En 2010, au Bataclan, Marc Nammour et Loïc Lantoine unissent leurs mots le temps d’un concert en soutien au journal L’Humanité. L’expérience est telle qu’ils se font la promesse, matérialisée par ce disque à l’adresse des gens que sciemment, on laisse dans la marge, dans l’oubli, de creuser plus en avant leur oeuvre commune. Fiers et tremblants, dotés d’habiles plumes à la lucidité salvatrice, ils dégainent face à l’injuste et servent la cause de ceux qui peinent. Ceux qui doutent (un excellentissime…Les gens qui doutent, justement, où Lantoine assure une intro délirante), qui labeurent mais récoltent peu de beurre. Le gang de La Canaille, encanaillé, vient tenailler le discours. Le titre éponyme, atmosphérique, soulève des questions. Sans trouver de réponses, ou si peu. C’est l’écrin, parfait, des laissés pour compte. Le texte est prétexte, le mot allège les maux. Ces deux-là sont dans leur élément, leur alliage sonne juste et vrai. Il ne pouvait en être autrement. Mélopée, plus vicié, se syncope, ondule, évoque les rêves dont on crève. Les timbres se complètent, poésie en rempart devant la galère. Symbiose, colère adroitement mise en lettres. Les fauves livre de jolies notes, sobres, comme à l’habitude, mais marquantes. « Parlons bien, parlons fort, parlons court ». La rime serpente, remonte la pente, raide, savonneuse. Effluves blues-jazz, magnificence et musicalité…à moins que ce ne soit musique alitée, au vu de ce monde malade.
Mais c’est mort, Hector, on ne se laisse pas abattre. Aux salopards, on répond par le son. Par la syllabe, empilée comme à la parade. Le visage du clan, ode à l’unité, fait front. Bravement. Fièrement, sans trop trembler…quoique. Marc et Loïc, ça sonne comme une paire de vieux amis, rodés à la même existence, voués à des causes similaires. Les gens qui doutent, mentionné plus haut, assure la continuité dans la qualité. Fantaisie, sombre, acide, se décline en hymne à la vie.
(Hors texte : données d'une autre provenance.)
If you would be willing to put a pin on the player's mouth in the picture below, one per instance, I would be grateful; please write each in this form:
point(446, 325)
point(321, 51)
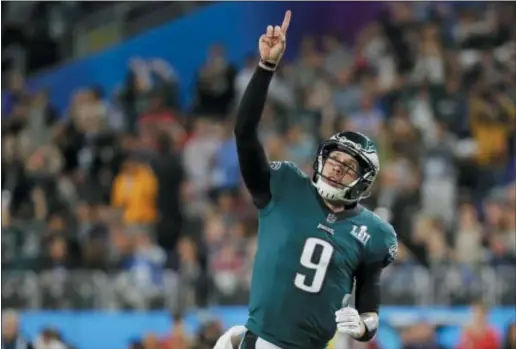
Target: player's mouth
point(334, 182)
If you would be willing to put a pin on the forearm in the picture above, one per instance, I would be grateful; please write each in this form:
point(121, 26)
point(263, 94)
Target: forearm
point(251, 154)
point(368, 299)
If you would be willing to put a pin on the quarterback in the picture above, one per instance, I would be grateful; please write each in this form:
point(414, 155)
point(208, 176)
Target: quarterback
point(315, 240)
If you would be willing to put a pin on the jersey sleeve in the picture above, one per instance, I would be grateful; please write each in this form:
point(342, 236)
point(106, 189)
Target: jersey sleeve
point(283, 175)
point(384, 249)
point(382, 252)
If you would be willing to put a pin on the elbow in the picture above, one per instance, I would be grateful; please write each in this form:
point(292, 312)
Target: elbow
point(241, 131)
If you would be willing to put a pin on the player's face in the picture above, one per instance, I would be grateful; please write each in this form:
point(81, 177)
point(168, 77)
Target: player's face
point(340, 169)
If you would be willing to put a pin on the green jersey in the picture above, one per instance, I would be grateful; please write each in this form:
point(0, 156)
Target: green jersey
point(306, 261)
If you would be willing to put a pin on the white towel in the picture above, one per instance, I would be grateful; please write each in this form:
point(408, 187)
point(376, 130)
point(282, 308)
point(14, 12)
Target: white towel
point(224, 342)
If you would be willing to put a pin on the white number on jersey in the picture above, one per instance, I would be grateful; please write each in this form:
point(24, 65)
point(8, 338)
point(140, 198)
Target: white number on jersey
point(320, 267)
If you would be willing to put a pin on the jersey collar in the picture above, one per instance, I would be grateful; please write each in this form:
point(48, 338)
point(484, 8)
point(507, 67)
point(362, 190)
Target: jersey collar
point(349, 212)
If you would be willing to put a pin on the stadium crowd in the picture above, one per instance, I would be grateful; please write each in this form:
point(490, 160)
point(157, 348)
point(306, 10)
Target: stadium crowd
point(128, 183)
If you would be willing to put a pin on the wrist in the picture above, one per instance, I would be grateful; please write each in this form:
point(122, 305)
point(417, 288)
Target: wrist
point(367, 332)
point(267, 65)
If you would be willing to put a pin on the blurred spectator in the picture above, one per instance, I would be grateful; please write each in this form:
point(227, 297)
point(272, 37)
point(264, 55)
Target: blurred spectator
point(141, 285)
point(150, 341)
point(420, 336)
point(510, 337)
point(134, 193)
point(215, 85)
point(225, 172)
point(169, 172)
point(11, 338)
point(479, 334)
point(177, 339)
point(49, 339)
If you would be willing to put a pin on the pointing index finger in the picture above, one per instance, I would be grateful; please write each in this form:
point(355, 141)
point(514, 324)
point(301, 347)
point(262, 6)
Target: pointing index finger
point(346, 300)
point(286, 22)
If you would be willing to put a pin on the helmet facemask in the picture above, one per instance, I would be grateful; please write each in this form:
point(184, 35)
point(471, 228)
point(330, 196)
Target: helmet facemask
point(338, 192)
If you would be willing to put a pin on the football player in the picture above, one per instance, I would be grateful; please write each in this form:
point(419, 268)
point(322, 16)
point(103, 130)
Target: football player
point(315, 240)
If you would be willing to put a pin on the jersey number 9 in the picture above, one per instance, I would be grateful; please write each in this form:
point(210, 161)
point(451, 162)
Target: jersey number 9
point(319, 267)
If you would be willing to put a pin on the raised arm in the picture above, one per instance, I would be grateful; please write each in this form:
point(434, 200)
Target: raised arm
point(251, 155)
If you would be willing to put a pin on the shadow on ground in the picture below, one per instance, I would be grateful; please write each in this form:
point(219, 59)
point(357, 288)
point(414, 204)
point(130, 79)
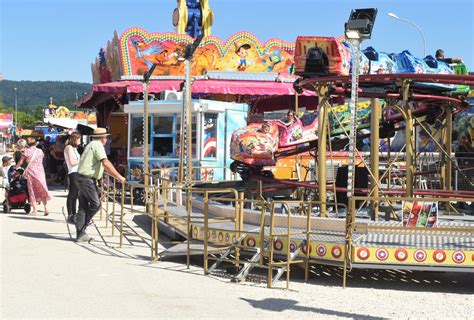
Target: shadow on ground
point(279, 305)
point(42, 235)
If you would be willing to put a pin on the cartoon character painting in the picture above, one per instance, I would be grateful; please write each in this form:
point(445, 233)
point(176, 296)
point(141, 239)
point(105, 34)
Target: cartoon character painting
point(210, 135)
point(146, 52)
point(241, 49)
point(271, 59)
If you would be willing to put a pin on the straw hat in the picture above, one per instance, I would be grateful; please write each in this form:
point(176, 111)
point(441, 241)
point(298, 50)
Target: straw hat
point(99, 132)
point(239, 44)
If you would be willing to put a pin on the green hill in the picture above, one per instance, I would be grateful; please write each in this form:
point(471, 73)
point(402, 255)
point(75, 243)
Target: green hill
point(31, 94)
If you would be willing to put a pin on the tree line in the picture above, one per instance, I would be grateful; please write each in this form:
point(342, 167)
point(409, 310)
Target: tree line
point(33, 96)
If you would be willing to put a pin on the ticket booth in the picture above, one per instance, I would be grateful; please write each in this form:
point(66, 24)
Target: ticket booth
point(212, 126)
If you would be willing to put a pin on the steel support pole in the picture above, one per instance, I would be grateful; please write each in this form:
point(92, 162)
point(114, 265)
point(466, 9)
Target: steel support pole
point(447, 146)
point(322, 142)
point(353, 118)
point(374, 155)
point(189, 129)
point(146, 145)
point(408, 140)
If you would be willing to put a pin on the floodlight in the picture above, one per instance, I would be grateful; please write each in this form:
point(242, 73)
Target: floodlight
point(360, 23)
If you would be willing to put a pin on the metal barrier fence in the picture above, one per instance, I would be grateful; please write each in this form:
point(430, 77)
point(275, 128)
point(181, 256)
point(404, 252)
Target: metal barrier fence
point(187, 208)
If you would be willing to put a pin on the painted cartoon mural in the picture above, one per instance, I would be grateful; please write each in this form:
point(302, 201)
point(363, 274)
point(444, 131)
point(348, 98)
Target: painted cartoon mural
point(241, 52)
point(209, 148)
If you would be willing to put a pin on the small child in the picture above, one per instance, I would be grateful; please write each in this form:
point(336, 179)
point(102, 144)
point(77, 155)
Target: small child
point(6, 165)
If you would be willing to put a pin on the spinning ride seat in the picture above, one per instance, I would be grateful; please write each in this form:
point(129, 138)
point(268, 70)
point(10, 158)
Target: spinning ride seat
point(251, 146)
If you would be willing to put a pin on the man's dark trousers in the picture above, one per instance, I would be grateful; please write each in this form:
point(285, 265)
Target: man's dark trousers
point(88, 202)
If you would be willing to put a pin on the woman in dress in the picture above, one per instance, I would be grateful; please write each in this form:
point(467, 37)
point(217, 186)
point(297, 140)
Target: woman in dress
point(72, 157)
point(20, 148)
point(35, 176)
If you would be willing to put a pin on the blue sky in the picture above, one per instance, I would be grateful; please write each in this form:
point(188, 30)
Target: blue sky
point(58, 39)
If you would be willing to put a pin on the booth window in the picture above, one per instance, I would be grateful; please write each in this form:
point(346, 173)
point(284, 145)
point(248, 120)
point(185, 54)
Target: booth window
point(209, 137)
point(136, 136)
point(163, 136)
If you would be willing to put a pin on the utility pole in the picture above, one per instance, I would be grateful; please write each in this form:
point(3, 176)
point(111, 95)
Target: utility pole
point(16, 108)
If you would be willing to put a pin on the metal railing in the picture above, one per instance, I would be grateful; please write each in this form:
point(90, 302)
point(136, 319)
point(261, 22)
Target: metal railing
point(164, 204)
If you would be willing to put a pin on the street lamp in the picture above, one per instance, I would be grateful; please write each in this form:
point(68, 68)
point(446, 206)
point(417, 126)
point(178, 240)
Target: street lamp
point(358, 28)
point(394, 16)
point(16, 108)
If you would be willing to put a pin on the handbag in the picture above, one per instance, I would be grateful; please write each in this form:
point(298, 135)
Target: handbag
point(25, 173)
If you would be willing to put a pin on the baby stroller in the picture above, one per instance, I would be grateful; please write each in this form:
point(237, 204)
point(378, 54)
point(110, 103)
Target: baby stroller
point(16, 195)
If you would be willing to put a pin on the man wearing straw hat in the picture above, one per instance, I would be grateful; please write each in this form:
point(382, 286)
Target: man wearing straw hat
point(91, 168)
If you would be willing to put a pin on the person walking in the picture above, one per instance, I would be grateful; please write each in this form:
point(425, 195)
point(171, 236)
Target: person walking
point(35, 176)
point(72, 157)
point(20, 149)
point(91, 168)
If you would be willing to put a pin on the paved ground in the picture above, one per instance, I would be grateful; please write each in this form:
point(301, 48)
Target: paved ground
point(46, 275)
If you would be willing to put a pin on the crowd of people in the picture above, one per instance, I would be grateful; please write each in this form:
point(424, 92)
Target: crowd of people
point(42, 162)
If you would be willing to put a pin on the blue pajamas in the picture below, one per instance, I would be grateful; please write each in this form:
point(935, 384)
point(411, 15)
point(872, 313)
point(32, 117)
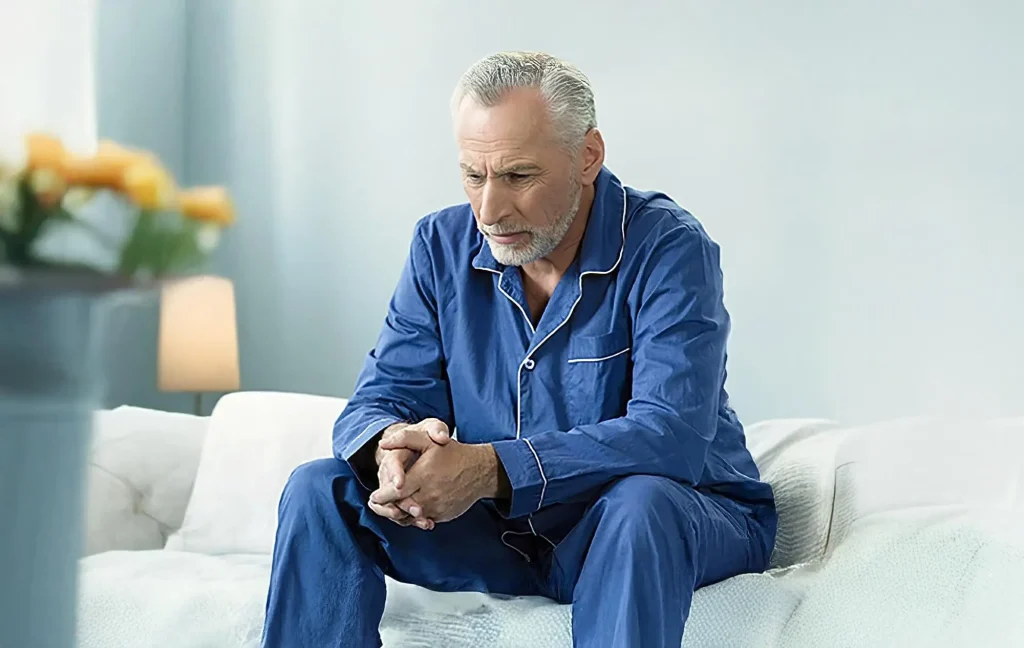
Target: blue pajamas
point(631, 482)
point(629, 564)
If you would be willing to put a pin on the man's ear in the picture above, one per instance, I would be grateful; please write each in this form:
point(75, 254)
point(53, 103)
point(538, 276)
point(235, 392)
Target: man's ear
point(593, 156)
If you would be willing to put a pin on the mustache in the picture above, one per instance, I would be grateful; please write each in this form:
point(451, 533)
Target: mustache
point(502, 229)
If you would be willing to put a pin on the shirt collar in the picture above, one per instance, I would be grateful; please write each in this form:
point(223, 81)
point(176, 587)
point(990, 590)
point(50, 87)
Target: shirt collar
point(605, 235)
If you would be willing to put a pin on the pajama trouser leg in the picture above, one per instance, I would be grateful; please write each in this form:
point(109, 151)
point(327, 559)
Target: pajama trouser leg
point(631, 565)
point(332, 554)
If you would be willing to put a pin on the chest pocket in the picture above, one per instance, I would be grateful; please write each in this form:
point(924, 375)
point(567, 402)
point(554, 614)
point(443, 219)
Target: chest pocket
point(599, 376)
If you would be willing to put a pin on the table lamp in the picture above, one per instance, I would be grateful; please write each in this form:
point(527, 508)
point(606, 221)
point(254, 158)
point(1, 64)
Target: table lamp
point(199, 341)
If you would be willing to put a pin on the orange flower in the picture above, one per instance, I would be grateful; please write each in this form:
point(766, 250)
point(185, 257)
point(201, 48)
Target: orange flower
point(44, 152)
point(147, 185)
point(207, 204)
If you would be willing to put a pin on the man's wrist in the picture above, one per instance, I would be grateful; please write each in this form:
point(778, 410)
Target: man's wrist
point(378, 450)
point(496, 481)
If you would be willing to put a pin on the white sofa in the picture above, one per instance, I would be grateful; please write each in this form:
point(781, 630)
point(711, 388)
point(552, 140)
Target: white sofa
point(900, 533)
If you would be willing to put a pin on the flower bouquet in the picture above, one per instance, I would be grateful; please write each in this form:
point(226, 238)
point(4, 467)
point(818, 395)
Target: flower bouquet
point(116, 213)
point(73, 229)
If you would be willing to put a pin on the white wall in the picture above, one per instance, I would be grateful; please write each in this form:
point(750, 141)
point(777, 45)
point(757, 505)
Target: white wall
point(859, 163)
point(46, 74)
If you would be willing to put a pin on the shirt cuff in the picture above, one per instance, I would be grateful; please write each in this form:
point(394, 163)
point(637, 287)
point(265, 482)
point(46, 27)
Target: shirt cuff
point(525, 472)
point(364, 437)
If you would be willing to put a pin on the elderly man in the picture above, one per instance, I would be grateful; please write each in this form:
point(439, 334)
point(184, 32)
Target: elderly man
point(544, 413)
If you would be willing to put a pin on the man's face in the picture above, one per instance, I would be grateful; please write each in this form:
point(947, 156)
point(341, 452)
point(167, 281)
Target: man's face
point(523, 186)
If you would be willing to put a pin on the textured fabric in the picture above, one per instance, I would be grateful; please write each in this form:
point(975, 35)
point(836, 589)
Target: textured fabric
point(141, 469)
point(624, 373)
point(898, 580)
point(649, 540)
point(255, 440)
point(798, 459)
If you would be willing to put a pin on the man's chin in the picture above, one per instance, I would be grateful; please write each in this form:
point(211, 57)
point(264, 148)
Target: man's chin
point(516, 254)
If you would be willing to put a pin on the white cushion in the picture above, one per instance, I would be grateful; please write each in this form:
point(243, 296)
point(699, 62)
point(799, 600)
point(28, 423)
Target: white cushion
point(929, 464)
point(798, 459)
point(141, 468)
point(255, 440)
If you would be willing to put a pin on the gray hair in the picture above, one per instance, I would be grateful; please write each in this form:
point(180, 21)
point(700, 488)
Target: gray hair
point(564, 88)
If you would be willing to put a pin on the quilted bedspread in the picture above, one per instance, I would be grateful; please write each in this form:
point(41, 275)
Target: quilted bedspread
point(900, 534)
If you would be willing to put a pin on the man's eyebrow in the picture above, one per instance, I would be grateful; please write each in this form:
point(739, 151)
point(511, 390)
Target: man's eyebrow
point(524, 167)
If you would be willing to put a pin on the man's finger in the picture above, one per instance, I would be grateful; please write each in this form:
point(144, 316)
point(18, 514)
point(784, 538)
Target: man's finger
point(392, 513)
point(394, 471)
point(437, 431)
point(387, 493)
point(410, 506)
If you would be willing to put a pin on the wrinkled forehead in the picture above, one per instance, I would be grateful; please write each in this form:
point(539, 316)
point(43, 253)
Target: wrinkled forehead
point(519, 122)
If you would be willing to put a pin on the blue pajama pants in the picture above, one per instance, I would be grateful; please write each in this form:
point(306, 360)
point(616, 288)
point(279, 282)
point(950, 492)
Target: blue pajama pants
point(628, 560)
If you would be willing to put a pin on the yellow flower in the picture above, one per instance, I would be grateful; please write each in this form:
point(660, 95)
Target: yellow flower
point(207, 204)
point(48, 185)
point(147, 185)
point(107, 168)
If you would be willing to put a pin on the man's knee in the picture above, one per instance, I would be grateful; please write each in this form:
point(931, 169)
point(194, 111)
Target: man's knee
point(313, 481)
point(637, 503)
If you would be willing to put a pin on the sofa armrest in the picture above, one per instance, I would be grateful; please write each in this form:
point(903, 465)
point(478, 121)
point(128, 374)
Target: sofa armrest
point(141, 469)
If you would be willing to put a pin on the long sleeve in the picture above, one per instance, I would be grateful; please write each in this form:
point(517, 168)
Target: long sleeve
point(679, 347)
point(402, 378)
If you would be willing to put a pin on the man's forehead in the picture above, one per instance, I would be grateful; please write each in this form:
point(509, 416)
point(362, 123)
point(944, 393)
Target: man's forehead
point(500, 165)
point(519, 120)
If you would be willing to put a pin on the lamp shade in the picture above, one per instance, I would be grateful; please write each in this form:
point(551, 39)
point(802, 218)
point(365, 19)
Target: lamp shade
point(199, 341)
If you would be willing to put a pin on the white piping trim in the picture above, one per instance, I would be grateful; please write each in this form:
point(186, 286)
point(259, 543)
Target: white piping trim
point(518, 374)
point(598, 359)
point(364, 436)
point(544, 486)
point(518, 305)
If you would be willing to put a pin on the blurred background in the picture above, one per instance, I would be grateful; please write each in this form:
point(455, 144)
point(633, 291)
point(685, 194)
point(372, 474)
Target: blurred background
point(859, 163)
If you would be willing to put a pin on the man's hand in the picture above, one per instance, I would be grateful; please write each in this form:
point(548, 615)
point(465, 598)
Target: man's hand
point(445, 480)
point(392, 465)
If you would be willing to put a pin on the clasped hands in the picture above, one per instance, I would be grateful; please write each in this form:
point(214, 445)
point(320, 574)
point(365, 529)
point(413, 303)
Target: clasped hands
point(427, 477)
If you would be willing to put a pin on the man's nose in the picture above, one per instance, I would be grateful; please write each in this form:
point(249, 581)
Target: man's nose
point(494, 206)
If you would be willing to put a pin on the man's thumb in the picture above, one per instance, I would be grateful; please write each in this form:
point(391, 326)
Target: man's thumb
point(437, 431)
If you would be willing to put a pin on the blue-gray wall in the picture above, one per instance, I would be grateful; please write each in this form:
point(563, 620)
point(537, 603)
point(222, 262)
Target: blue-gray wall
point(141, 101)
point(858, 162)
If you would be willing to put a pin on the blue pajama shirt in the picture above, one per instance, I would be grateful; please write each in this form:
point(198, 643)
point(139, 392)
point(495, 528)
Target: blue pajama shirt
point(632, 485)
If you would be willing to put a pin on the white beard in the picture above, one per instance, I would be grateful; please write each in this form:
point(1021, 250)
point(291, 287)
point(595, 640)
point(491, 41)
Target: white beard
point(542, 241)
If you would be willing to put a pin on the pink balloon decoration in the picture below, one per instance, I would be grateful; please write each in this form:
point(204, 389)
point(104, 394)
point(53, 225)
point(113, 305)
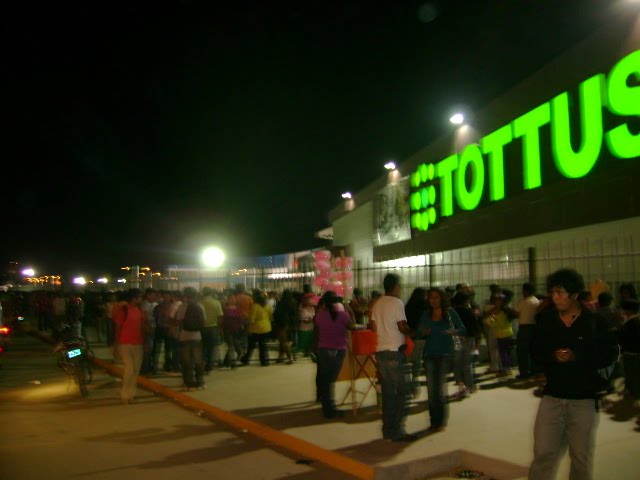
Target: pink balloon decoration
point(322, 255)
Celle qu’on appelle, à laquelle on aspire en dépit des écueils. « Faut apprendre à compter sur la tête à Toto y’a Public Enemy qui joue Tata Yoyo ». Enorme. « Fantaisie, besoin de fantaisie ». « Révolution, rigolation!! ». Le final se fait dark, ici le verbe est aiguisé et trouve ses lettres de noblesse. Tension, désir d’exister. Supernova, climatique, céleste et sous-tendu, chante la désillusion. Il la magnifie. Réaliste, donc sans oeillères. Clairvoyant, un brin psyché dans ses tonalités. Une pépite de plus, ardente, bridée pour le coup, marquée par les coups. Gloire aux perdants, jusqu’à l’obsession. Nouvelle salve lettrée, inspirée, d’un duo à la grammaire en verve. Dernier vers, sur boucles spatiales. Voilà un disque à l’exact opposé de la médiocrité, servi par deux hommes de talent qu’épaule une clique sans failles.
On approuve, ça va sans dire. Sans conditions. Le ton est juste, la diction synonyme d’addiction. Dans sa magnifique pochette, dans ses airs exempts de fausseté, Fiers et tremblants dégage l’horizon de celles et ceux que l’on traite comme des gueux. Accompli verbalement, c’est le moins qu’on puisse dire, divers dans ses ambiances, musicalement brillant, c’est un manifeste. Puissent Nammour et Lantoine, dans leur union hautement pertinente, s’inscrire dans le temps et perdurer dans leurs oeuvres discographiques émaillées de lives impactants. La première, Fière et tremblante, consacre en tout cas un parcours frappé du sceau de l’acuité. Elle marie les genres, renvoie du style, s’abreuve à la source d’esprits fertiles et complémentaires. Le résultat, de valeur optimale, réveille l’espoir et étouffe l’oppression. C’est déjà beaucoup: c’est même conséquent, en cette époque où tout concourt à faire plier « ceux qui ne sont rien ». Ici ils sont: ils trouvent un second souffle, considération et compréhension. Fiers et tremblants est leur shoot d’espérance, traduit par une enfilade de titres de qualité constamment supérieure.